A Tale Of Two Giants

The IT/OT convergence that is propelling the Fourth Industrial Revolution has opened up a can of worms in terms of risks to IT enterprises and industrial control systems, and those risks are being mitigated by teams on both the IT and OT side.

Recently, I had meetings with 2 of the world’s largest global energy giants about the cyber-security within their extraction facilities and offshore platforms, which presented me with a dichotomy of sorts that I found to be worth sharing. For confidentiality purposes they shall remain un-named, so I’ll refer to them as Giant of the East and Giant of the West. First and foremost it’s important to understand that they’re identical in nature for all practical purposes. The two giants have the same massive level of brand recognition, operate in the same regions around the globe, serve the same markets, they’re about the same size, and they’re both looking for ways to improve their cyber-security defenses. They were also both interested in using Indegy’s industrial cyber-security product in their environment.

The Giant of the East has the strategic goal to be the safest energy company in the world. Many responsibilities related to introduction of new technologies lie within the OT side of the organization, with operational engineers holding the reigns on projects, safety is always the dominant factor, with the IT folks following their lead.

Not surprisingly, Indegy’s product helps to bridge the divide between IT and OT worlds. Since both giants need a solution to help them detect and mitigate the risks brought on by the convergence of IT and OT, they are both interested in our solution.

IT and OT come from different worlds, speak different languages, have different sets of priorities, and diverse ways of solving problems. Tools that help bridge the two worlds are becoming more and more critical to managing the IT/OT convergence, and particularly in the realm of risk mitigation.

The IT driven Giant of the West manages all of the communications between the OT infrastructure (the offshore rigs, wells, refineries, etc) and the corporate headquarters. A recent spate of cutting-edge efficiency-focused projects has introduced many new risks that were previously non-existent.  For example, known malware such as Mirai that affected millions of IoT devices, or unknown malware threatening the industry, like Pin Pals, has caused the Giant of the West to take a closer look at the new network connections from the OT infrastructure, and the risks they bring to the IT side of the organization.  The Giant of the West is particularly worried about the disparate networks that may traverse hundreds or thousands of miles, with devices spread out geographically in a way that makes them very difficult to secure.  Additionally, they know very little about the engineers coming and going to the rigs and plants, the devices carried by the engineers, or their device security posture.  Their efforts are focused on finding ways to protect the IT infrastructure from the OT world.  They are tasked with mitigating the risks and answering questions like  “How do we prevent someone from hacking into headquarters from the OT environment, the PLCs, and other devices that live on that network”?  In a nutshell, they are concerned with threat-actors will use the PLC or RTUs from the industrial control process to hack into the IT networks.
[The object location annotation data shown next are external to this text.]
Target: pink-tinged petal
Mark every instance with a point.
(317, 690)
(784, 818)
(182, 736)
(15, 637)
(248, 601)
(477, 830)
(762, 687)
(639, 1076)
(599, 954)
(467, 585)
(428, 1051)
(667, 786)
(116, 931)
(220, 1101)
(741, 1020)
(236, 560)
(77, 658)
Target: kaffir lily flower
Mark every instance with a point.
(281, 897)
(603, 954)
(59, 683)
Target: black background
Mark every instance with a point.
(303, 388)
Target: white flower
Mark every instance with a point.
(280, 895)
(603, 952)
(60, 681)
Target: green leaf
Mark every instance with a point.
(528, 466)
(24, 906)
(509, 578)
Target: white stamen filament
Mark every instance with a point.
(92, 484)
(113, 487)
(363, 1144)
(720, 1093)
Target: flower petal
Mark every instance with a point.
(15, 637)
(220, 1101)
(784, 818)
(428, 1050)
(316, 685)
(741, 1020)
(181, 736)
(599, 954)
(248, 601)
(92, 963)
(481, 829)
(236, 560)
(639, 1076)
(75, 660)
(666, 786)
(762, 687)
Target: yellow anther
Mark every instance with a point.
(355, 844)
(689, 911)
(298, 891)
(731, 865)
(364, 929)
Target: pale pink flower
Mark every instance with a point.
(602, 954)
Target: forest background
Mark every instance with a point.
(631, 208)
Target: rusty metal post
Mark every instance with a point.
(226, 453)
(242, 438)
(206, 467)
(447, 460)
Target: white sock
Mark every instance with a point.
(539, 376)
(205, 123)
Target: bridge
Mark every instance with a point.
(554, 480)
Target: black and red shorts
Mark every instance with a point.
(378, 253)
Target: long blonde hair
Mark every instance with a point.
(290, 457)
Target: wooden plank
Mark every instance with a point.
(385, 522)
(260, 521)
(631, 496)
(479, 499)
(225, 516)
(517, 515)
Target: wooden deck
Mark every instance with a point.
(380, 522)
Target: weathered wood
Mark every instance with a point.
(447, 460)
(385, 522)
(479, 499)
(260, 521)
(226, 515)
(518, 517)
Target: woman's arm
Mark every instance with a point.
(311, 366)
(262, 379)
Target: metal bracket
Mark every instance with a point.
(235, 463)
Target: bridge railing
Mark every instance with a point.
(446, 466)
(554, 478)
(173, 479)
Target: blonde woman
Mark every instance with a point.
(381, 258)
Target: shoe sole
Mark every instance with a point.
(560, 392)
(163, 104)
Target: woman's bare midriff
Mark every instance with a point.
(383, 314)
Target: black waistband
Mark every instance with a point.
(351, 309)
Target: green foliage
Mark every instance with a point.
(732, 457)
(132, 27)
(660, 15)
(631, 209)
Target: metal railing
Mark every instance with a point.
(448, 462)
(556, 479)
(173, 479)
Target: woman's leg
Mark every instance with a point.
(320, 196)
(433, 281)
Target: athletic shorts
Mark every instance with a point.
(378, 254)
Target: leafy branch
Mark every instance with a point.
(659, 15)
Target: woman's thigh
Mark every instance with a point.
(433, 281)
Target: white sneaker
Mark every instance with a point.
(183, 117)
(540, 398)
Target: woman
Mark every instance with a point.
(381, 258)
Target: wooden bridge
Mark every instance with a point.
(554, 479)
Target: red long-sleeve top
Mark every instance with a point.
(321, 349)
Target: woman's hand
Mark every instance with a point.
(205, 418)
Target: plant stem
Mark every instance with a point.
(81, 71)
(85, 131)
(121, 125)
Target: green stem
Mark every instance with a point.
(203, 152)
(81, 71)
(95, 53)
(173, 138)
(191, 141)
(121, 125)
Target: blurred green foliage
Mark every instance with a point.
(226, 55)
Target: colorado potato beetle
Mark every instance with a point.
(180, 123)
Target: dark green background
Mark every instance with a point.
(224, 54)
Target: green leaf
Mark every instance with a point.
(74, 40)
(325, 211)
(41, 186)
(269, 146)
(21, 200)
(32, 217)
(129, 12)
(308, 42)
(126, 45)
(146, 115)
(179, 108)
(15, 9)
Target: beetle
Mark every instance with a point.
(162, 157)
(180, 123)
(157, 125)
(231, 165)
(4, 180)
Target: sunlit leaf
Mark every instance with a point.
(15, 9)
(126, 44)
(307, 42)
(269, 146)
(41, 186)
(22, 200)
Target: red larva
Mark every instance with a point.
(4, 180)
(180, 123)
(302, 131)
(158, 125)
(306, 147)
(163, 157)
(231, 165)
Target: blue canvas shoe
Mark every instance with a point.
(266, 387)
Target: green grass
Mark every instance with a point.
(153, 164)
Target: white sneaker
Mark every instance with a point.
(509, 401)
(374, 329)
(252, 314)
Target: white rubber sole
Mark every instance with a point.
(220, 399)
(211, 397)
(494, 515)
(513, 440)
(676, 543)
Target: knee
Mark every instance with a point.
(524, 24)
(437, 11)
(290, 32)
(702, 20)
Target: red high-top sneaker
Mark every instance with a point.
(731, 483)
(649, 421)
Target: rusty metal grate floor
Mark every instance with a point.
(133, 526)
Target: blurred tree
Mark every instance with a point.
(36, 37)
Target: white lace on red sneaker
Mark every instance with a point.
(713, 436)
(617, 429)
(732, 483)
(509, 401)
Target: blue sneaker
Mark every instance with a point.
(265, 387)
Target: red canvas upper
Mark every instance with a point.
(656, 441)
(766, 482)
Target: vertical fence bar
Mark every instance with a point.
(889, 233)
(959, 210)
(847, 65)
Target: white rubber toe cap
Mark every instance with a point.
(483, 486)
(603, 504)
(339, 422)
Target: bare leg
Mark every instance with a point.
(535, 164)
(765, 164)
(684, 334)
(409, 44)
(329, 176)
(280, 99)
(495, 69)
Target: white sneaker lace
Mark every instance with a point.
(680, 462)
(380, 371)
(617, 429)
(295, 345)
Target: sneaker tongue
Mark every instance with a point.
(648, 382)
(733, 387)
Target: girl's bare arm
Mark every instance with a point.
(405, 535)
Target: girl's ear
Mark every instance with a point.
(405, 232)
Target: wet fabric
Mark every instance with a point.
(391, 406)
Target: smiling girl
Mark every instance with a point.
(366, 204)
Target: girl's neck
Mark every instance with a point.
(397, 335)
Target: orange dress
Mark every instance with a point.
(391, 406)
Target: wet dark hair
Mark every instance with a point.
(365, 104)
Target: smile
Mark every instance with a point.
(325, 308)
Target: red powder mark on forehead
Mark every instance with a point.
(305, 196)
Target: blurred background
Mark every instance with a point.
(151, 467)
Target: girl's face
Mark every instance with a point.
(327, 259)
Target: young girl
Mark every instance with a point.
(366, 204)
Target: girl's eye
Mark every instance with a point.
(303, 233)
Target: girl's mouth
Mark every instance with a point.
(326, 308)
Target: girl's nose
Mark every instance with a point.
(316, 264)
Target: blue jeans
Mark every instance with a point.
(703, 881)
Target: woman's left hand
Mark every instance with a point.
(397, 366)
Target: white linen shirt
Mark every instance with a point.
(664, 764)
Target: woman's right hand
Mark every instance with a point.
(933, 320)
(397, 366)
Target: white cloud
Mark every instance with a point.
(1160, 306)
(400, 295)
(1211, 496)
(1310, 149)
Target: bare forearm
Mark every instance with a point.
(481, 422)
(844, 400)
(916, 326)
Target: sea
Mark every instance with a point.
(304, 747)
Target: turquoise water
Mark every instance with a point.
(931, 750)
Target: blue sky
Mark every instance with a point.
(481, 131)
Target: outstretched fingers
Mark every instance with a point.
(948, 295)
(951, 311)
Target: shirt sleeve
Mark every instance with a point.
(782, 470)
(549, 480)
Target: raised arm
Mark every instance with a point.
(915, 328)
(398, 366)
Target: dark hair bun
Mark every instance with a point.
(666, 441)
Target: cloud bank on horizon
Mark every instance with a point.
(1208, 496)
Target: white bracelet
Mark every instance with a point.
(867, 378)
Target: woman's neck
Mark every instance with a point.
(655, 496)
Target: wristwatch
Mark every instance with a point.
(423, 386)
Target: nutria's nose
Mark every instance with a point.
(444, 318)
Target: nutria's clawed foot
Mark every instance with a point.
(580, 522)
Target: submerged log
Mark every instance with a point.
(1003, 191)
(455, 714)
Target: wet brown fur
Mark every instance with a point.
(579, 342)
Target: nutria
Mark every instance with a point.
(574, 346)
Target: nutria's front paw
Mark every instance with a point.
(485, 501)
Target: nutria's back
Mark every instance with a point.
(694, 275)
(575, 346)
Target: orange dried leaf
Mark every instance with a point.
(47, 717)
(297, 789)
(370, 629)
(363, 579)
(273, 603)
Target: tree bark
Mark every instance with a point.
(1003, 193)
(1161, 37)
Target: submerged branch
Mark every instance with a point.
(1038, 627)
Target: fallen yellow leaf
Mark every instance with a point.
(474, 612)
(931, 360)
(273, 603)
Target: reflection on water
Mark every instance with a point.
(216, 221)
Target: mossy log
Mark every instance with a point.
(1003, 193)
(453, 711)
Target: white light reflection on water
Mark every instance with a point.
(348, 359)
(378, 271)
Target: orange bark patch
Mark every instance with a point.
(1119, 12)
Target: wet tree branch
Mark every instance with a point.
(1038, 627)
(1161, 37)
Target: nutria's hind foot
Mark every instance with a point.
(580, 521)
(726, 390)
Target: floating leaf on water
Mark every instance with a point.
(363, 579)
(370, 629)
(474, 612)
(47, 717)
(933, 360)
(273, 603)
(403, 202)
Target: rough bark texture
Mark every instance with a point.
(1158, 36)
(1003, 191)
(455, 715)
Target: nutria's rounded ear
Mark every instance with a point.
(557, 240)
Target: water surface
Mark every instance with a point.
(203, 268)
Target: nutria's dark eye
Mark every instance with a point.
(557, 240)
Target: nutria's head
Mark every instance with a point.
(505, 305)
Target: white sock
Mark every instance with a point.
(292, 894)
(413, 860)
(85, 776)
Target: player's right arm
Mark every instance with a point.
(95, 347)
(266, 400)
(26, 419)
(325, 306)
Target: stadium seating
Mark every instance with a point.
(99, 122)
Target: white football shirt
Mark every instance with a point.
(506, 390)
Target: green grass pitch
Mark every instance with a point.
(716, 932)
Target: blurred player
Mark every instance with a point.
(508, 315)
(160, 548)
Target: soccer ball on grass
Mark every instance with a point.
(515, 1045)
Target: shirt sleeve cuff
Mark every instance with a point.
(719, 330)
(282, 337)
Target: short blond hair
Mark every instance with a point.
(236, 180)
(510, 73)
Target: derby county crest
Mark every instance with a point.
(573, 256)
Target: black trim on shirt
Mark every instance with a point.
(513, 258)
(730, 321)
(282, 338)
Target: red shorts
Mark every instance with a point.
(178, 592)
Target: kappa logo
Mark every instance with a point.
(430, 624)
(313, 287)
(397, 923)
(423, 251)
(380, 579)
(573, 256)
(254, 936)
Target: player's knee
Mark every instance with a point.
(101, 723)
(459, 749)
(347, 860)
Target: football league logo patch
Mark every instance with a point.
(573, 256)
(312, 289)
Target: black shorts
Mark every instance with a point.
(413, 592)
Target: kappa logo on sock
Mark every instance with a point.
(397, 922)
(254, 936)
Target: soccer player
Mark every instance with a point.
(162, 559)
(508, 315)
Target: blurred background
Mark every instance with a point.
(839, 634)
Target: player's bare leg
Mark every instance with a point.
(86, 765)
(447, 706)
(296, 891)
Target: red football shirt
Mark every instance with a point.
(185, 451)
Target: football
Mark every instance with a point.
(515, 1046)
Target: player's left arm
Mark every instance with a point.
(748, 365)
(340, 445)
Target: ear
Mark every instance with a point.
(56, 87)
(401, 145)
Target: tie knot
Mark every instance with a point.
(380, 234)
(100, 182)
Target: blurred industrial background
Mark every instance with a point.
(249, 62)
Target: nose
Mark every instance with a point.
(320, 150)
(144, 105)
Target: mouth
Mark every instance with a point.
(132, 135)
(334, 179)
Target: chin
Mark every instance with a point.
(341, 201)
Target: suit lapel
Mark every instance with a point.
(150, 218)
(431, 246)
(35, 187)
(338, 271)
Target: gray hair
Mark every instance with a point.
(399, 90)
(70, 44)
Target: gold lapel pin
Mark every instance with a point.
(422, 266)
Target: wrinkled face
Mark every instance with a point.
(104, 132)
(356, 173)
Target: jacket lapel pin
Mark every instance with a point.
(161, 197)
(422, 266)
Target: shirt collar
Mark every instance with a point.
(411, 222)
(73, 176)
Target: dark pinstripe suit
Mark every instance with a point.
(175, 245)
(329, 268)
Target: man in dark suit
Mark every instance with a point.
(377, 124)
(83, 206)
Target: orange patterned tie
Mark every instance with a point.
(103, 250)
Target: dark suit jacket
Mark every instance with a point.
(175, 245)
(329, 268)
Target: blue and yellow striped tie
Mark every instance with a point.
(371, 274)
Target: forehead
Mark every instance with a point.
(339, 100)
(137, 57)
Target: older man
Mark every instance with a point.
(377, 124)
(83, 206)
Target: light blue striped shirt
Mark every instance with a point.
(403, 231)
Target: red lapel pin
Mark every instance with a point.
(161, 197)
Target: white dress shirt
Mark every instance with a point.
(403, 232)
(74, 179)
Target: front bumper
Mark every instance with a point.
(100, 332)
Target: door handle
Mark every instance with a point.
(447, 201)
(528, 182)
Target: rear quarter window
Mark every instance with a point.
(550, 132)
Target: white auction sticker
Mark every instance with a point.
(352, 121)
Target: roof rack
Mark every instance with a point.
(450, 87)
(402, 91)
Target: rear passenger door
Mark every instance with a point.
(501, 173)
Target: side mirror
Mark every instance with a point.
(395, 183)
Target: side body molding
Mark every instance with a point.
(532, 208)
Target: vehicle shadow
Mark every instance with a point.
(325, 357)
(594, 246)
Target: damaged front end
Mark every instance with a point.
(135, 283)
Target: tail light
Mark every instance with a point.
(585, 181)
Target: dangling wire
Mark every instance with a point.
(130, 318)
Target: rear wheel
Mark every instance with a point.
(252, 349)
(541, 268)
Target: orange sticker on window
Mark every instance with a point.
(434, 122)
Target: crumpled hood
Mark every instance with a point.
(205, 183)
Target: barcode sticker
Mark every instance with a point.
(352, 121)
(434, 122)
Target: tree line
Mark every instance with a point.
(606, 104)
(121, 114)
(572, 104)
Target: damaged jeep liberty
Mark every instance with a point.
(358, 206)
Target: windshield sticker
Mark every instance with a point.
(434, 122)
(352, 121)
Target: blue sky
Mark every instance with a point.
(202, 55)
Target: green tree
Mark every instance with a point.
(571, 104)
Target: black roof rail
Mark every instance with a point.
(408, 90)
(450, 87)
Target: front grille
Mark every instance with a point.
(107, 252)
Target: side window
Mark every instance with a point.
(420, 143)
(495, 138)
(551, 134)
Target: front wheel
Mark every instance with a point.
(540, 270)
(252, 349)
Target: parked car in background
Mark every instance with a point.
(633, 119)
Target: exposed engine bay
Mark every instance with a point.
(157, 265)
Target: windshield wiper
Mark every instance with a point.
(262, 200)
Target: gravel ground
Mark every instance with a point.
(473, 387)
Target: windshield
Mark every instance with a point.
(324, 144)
It was only a couple of days later I found myself in the lair of The Giant of the East, discussing a different set of cyber-security risks that were practically from the opposite perspective. They were mostly concerned with the risks posed to OT from the IT side.  With the steady flow of headlines broadcasting information about data losses and breaches, one after another, and the increase in significance and impact, it was easy to read the level of alarm on their face.  The Giant of The East, in its quest to be the safest energy company in the world, has developed a risk-averse mentality to introducing new technologies to the infrastructure, unless the new tech reduces risk. When combining that attitude with the flow of headlines, it’s easy to see how they would be anxious around the insecurities within the IT world and the impact of connecting OT to such networks. In particular, they were worried about malware infecting a machine on the IT network in headquarters, propagating itself through the network, until it hits the process control infrastructure. One could imagine the huge global impact if terrorists or saboteurs were able to come across the internet and completely take over the energy giant’s production facilities.  To this giant, the threats coming from IT add a new dimension of hazards that oppose their mission statement – to be the world’s safest energy giant.

Each giant straddles the divide left by the convergence of IT and OT, searching for ways to mitigate risks posed by the other side.  Each giant believes the bulk of risks inherent to the IT/OT Convergence are coming from the other side of the divide. And yet, both giants have the same requirements and needs, albeit the Use Cases are different. Essentially, both giants need better visibility and control of  their industrial control systems.  Both giants were invested in the overall risk posture of the organization as a whole.  When addressing disparate use cases and the risks that cross the IT and OT landscape, having both IT and OT as stakeholders is needed to ensure success in both environments. Otherwise, you may find yourself facing a giant problem.